There are a lot of intranets around the world, though no-one is quite sure how many. Most of the news about intranets is generated by larger organisations and I was interested in the recent analysis from Andrew Wright that challenged the view of the Nielsen Norman Group that smaller companies have better intranets. There have been a number of posts on various LinkedIn groups recently by people working for companies with perhaps only 10 employees who were looking for intranet solutions. Intranet suites aimed at smaller companies have been around for some years now. Interact-Intranet, Orchidsoft and Intranet Connections are just three of many, and business for them seems to be good. They offer the web part/widget approach of SharePoint without the development costs.
I’m now beginning to see movement on the part of some really major players in the IT business towards providing intranet solutions. A brief summary.
- Microsoft Office 365 is certainly offering intranet capabilities, and you can be sure that these will only get better in time as Office 15 and SharePoint 15 emerge in a year or so
- Google is positioning Google Sites as being an intranet solution and companies the scale of Roche are adopting Google Apps as a quasi-intranet
- LinkedIn is being quoted as starting to look at the intranet market, interestingly in an interview with the MD Europe
- Apple has not made any announcements that I have seen but the level of iPad use may persuade them that there could be a service to offer.
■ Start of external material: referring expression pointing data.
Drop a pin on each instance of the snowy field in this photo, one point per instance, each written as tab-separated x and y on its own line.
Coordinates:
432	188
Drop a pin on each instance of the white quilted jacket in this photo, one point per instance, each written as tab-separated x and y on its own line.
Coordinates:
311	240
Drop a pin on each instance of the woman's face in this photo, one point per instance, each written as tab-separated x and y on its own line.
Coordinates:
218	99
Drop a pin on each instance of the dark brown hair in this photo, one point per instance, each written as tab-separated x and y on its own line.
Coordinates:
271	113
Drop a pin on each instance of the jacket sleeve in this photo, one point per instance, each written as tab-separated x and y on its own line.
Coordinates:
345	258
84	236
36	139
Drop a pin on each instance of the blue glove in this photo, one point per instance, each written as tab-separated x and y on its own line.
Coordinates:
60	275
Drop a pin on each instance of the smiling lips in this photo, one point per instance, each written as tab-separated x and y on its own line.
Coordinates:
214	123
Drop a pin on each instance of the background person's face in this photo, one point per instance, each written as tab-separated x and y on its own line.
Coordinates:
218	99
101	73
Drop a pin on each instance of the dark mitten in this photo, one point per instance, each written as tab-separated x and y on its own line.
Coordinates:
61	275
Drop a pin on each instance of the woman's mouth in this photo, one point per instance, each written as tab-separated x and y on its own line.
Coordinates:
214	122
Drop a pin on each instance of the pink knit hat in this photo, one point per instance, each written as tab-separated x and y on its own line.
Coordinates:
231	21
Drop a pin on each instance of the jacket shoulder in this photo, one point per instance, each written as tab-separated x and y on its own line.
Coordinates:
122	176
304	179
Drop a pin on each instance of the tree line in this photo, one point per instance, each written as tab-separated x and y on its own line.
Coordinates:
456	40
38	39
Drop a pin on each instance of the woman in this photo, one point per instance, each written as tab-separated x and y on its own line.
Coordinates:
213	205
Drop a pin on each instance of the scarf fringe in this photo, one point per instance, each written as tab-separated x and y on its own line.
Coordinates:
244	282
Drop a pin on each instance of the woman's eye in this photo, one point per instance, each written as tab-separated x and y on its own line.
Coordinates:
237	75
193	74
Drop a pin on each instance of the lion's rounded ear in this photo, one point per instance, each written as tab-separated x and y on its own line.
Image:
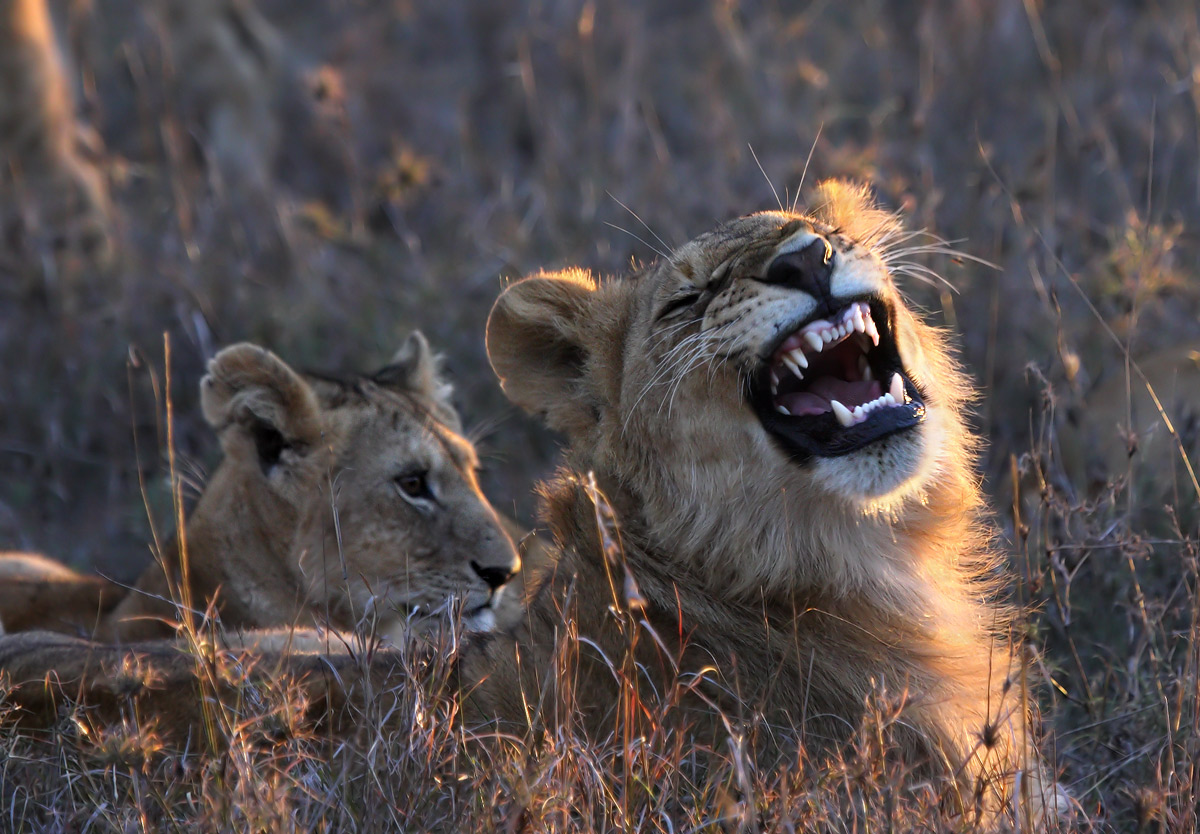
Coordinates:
415	369
255	390
537	346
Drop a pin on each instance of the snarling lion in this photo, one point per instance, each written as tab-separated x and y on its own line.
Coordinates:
781	443
343	503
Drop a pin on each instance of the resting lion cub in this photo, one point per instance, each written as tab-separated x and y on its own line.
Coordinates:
342	503
781	442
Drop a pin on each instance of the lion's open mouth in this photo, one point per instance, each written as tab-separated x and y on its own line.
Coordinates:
834	385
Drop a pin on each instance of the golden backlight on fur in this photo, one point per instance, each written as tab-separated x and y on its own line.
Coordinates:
783	442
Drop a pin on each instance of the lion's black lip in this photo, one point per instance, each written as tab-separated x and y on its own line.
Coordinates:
804	437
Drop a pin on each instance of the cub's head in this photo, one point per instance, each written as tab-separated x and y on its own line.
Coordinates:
364	489
765	390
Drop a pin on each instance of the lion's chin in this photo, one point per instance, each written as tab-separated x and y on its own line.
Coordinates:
881	474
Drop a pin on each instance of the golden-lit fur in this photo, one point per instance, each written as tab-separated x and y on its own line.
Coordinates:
36	592
49	189
805	586
305	521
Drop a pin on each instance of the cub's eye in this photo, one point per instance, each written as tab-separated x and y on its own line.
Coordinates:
415	485
677	304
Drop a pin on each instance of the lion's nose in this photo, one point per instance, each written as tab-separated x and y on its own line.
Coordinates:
493	575
808	269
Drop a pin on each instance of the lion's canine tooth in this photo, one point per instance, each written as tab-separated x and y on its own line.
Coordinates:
873	331
844	417
792	366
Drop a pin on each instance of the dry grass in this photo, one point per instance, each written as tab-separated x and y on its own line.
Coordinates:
479	142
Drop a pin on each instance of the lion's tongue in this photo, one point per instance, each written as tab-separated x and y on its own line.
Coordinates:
815	399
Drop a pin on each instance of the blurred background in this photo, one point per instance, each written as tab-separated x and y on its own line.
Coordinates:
322	175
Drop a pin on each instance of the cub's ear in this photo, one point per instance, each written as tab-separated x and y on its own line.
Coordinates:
253	390
415	369
537	345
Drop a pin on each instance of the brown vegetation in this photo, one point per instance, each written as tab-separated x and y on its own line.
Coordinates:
479	142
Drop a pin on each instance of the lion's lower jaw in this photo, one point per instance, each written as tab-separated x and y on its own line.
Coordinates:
882	475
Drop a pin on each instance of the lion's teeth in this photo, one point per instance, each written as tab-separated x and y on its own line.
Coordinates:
873	331
844	417
857	319
792	366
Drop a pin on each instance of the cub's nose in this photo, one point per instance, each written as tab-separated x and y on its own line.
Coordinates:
493	575
808	269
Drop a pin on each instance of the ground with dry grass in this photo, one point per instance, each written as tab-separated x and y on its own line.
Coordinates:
478	142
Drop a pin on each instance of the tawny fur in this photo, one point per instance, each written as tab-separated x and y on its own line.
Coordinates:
805	587
303	522
36	592
49	189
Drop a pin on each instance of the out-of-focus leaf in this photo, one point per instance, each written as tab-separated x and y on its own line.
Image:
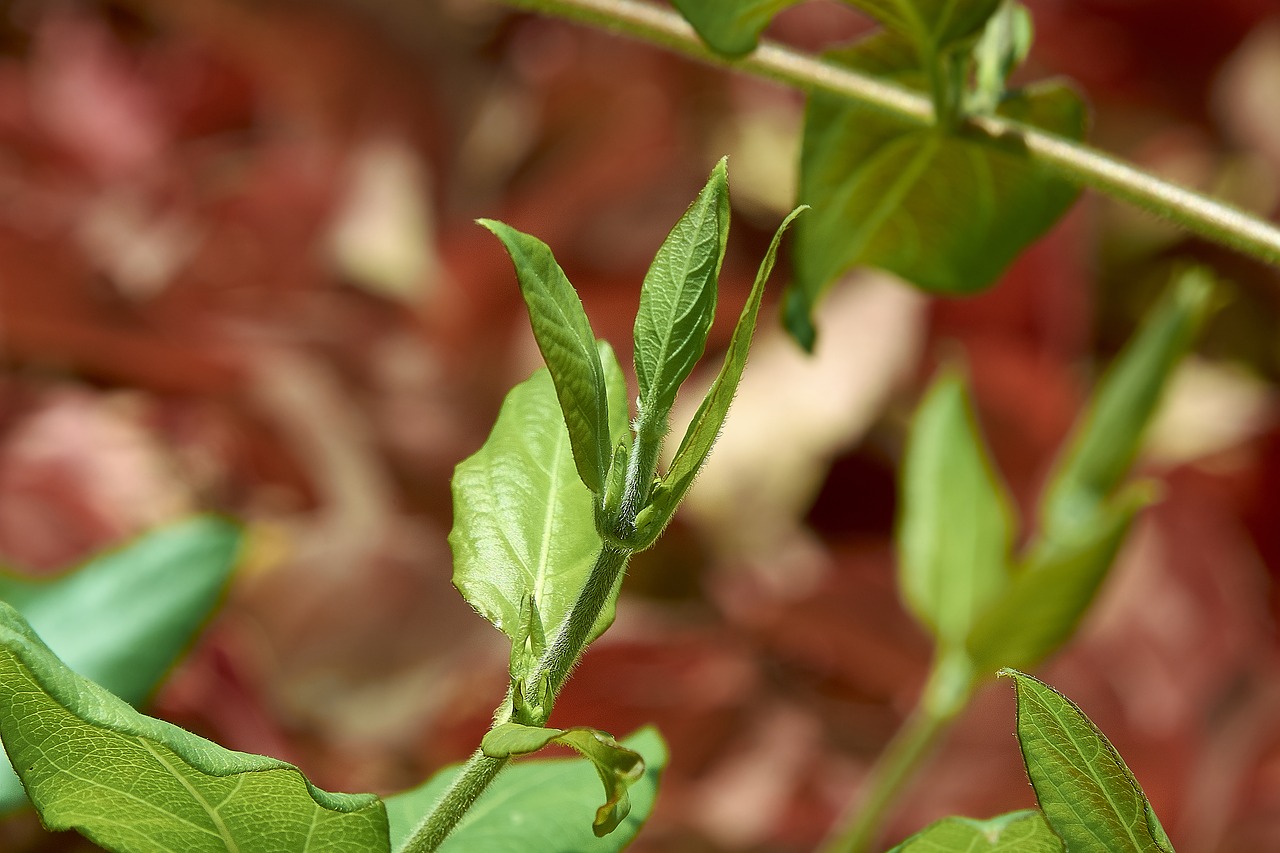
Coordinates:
567	343
946	211
1087	793
955	530
1014	833
123	617
135	784
538	803
1105	442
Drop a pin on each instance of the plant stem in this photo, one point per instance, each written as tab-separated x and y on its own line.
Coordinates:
1077	162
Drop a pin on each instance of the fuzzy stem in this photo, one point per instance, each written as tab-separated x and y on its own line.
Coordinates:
1079	163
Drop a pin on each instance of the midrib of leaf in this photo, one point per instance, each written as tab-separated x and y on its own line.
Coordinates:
223	831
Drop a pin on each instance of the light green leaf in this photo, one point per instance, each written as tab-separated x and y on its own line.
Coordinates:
955	530
135	784
1014	833
567	345
731	27
536	804
124	617
1107	438
617	766
946	211
1041	609
677	300
1088	796
709	418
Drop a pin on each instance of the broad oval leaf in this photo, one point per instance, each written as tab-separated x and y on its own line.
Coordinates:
1014	833
1107	438
677	300
567	345
1087	793
947	211
731	27
135	784
956	525
536	806
123	617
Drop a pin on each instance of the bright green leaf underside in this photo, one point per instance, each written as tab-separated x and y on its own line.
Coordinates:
1014	833
141	785
536	804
Remember that Apple have excellent statistics on the apps that people have downloaded and so have an decent view on the tasks that iPad users are undertaking.
A major factor in all this is the potential requirement for mobile intranets and the flexibility of cloud applications, which all four companies understand very well. Many small businesses have most of their staff on the road (I’m thinking of my local carpet fitter) and only a couple of people at the office. Forrester and the Aberdeen Group both see collaboration as a key requirement for mobile workers, and that is about collaboration with each other not specifically HQ. Collaboration is good but often requires access to documents and other applications, rather than just microblogging and staff directories. Somewhere there might even be an opportunity for HP now that it is planning to embed Automony search in printers and other office devices.
I’m not yet sure where all this is leading at present. All four companies listed above have excellent brand reputations, very deep pockets and a lot of patience and when they do commit to a new service they put a lot of effort behind it. Perhaps the intranet age is only just starting!